静电纺纳米纤维尺度效应和表/界面效应突出,但集合体的形式单一,结构稳定性较差,力学性能不足,纱线结构的纳米纤维集合体可有效综合纳米纤维和纺织结构双重优势,突破其应用瓶颈并拓宽应用范畴。为此,首先以静电纺纳米纤维构筑功能性纱线为主轴线,从结构成形原理与技术、功能设计与应用角度,系统综述了纳米纤维纱线的最新研究进展;其次从高效可控制备与实际应用等方面深入分析了纳米纤维纱线的潜在问题,并展望了该研究领域的未来发展趋势。研究认为,量小集成的微型高科技器件与量大面广的功能服装面料是各类纳米纤维功能性纱线走向工业化的主要应用途径,高效高品质绿色成形与多功能集成是其未来的发展重点。
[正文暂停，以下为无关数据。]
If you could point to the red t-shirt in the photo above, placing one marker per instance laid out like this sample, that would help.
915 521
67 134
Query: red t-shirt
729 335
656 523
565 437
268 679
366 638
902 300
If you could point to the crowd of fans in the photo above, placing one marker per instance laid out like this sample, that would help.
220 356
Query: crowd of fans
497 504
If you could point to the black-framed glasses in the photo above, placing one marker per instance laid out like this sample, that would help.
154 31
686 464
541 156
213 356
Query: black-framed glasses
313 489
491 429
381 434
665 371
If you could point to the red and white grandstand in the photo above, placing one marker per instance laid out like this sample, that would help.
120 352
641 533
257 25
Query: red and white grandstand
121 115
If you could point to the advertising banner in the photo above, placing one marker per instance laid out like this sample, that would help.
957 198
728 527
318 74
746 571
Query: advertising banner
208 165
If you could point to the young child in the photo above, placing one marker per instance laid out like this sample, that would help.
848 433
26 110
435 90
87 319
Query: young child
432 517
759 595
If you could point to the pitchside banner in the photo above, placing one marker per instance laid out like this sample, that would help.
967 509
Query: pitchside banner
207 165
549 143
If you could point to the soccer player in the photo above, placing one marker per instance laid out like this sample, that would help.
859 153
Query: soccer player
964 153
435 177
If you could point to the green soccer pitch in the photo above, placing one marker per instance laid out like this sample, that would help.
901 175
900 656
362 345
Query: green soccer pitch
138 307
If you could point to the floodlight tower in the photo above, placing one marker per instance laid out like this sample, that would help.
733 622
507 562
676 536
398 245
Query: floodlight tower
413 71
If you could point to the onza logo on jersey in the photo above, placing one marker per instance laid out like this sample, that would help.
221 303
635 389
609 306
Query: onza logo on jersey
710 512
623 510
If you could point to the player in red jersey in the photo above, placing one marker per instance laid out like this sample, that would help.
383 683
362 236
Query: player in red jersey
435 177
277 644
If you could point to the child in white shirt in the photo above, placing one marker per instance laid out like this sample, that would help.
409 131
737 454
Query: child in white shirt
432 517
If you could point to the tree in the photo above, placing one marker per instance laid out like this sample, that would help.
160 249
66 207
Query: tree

关键词: 静电纺丝, 纳米纤维, 功能性纱线, 生物医用纺织品, 复合结构, 智能纺织品, 功能性纺织品

Abstract:

Electrospun nanofibers are well-known for unique size effect and surface/interface effect, but limited by single assembly form, insufficient structure stability and mechanical properties. Nanofiber assembly with yarn architecture contributes to fully integrate the respective merits of both nanofiber and textile structure, and breaks through the bottleneck and broadens the application of nanofibers. Firstly, the latest research progress of electrospun nanofiber-based yarns is systematically reviewed from the aspects of forming principle and technology, functional design and application. Furthermore, the potential problems in highly efficient, controllable preparation and practical application of nanofiber-based yarns are deeply analyzed, and the future development trend of this field is also prospected. It is considered that integrated high-tech micro-devices with small-batch preparation and wide range of functional fabrics with mass production are the main application directions of nanofiber-based yarn to industrialization, moreover, efficiently green fabrication and multi-functional integration of nanofiber yarns with high-quality are the future development priorities.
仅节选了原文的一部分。